AI Projects with Sumitomo
2025-04-22 00:34:02

Kyoto University Startup EMUNI Completes AI Projects with Sumitomo Electric

EMUNI and Sumitomo Electric: A Partnership in Generative AI Projects



In a recent announcement, EMUNI, a startup originating from Kyoto University’s Matsuo Lab, revealed the successful completion of two significant projects in collaboration with Sumitomo Electric Industries, a leading player in the electrical industry. These initiatives aim to leverage generative AI in the realm of research and development, specifically focusing on the automation of data extraction from academic papers and the enhancement of electronic laboratory notebook inputs.
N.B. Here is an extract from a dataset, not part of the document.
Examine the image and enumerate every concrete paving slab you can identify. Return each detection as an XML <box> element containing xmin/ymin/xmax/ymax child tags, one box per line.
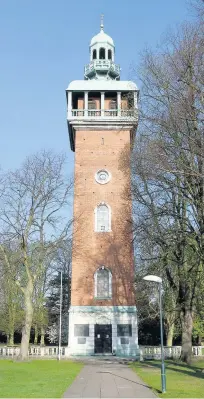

1. Introduction to the Collaborative Projects


EMUNI, headquartered in Bunkyo, Tokyo, has teamed up with Sumitomo Electric, located in Osaka, to tackle challenges faced by researchers in materials science. The projects, titled "Automatic Extraction Tool for Material Properties from Academic Papers" and "Proof of Concept for Automatic Input into Electronic Laboratory Notebooks," aim to reduce the time and effort researchers spend on data aggregation and input tasks.

2. Development of the Automatic Extraction Tool


2.1 Background


In the field of materials science, researchers frequently review vast amounts of academic literature. This task becomes tedious and time-consuming, especially when extracting essential data such as experimental conditions and material properties, which are often formatted inconsistently across different papers. Traditional keyword search methods have proven inadequate, leading to the need for innovative solutions.

2.2 Approach


The development of the extraction tool aimed to achieve high versatility and precision without imposing strict limits on the types of material properties that could be extracted. To facilitate the customization of the extraction process, user-defined groups were established, and initial definitions and extraction cues were provided using LLM (Large Language Model) technology. Users could then refine these definitions, significantly streamlining the setup process. The tool generates extraction results in both CSV and PDF formats, linking the extracted results with the corresponding sections in the source documents for easy verification.

2.3 Results


A user-friendly interface was created, allowing users to configure groups, upload PDFs, download results, and verify extraction outputs seamlessly. The system demonstrated solid performance, accurately extracting material properties across a variety of categories while managing to address specific user needs effectively.

Points of Innovation


1. High Versatility: By allowing users to define properties independently, the tool could extract a wide array of material characteristics with minimal input burden.
2. Ease of Reference Checking: The LLM's reasoning ability enabled users to efficiently navigate and confirm the basis for the extraction results, enhancing reliability.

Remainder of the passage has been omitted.